The fleece will dry in an hour or two.
(Note: You do not have to remove the dowel rods at this point. You
do run the risk of warping the part due to heat from the resin
curing if you do. If you take your time and lay one layer on at a
time, this will most likely not happen. The choice is yours) Once it
dries completely, you can carefully pry the dowel rods
from the ring. Take care in removing them because the fleece may be
hard but it is still brittle without any reinforcement - remember it
only has resin on it, not fiberglass. You will then want to lay
fiberglass on the inside of the panel. Always tear the mat into
strips about the size you need. Mix the
resin as you have done before and apply a thin coat to the back of
the fleece. Once you have applied resin, lay the strips of
fiberglass mat on fleece,
and apply more resin to the top of the strips. Make sure to "wet
out", or 'coat completely', the strips of fiberglass mat, but do not
over-apply the resin.
You can do two layers of fiberglass mat
at a time if the part is not too large. On a larger project, try to
only do one layer at a time. If you use two or more, the heat from
the additional resin hardening could warp your part, causing you to
start over. Wait until the resin is at least mostly dry (1-3 hours)
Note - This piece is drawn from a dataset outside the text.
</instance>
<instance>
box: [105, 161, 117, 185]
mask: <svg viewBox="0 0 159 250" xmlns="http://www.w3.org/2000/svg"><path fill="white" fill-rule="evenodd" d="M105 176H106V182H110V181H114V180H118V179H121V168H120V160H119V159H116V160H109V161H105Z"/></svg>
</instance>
to apply a new layer of mat and resin.

HOW THICK DOES IT NEED TO BE?
Ah, that is the question everyone asks
themselves from time to time. Our answer? Thick enough to have
adequate strength to jump on. Rough estimates? Remember that
fiberglass is stronger when curved then when straight. Try to use
MDF on straight planes when possible. On a small part like this box
- try three layers of mat, and test it. On a larger part? Try five
layers and test it. How do you test it? When the resin is dry, try
pushing on the part to see if it flexes. Use your thumb and push
hard against the largest area of fiberglass - does it flex? No? Ok,
put it on the ground and stand on it. If there is no flexing, it
should be OK. In general terms, if you would not feel comfortable
jumping on your part - you should not feel comfortable putting a sub
in it. If nothing else, a good rule of thumb is about 1/4" - 3/8"
thick on a normal size enclosure.
Now, to be honest, most subs will not
blow your box apart if it is not adequately reinforced. But it will
have that "fiberglass" sound to it if it is not built properly. A
main key to proper sound is to have adequate strength!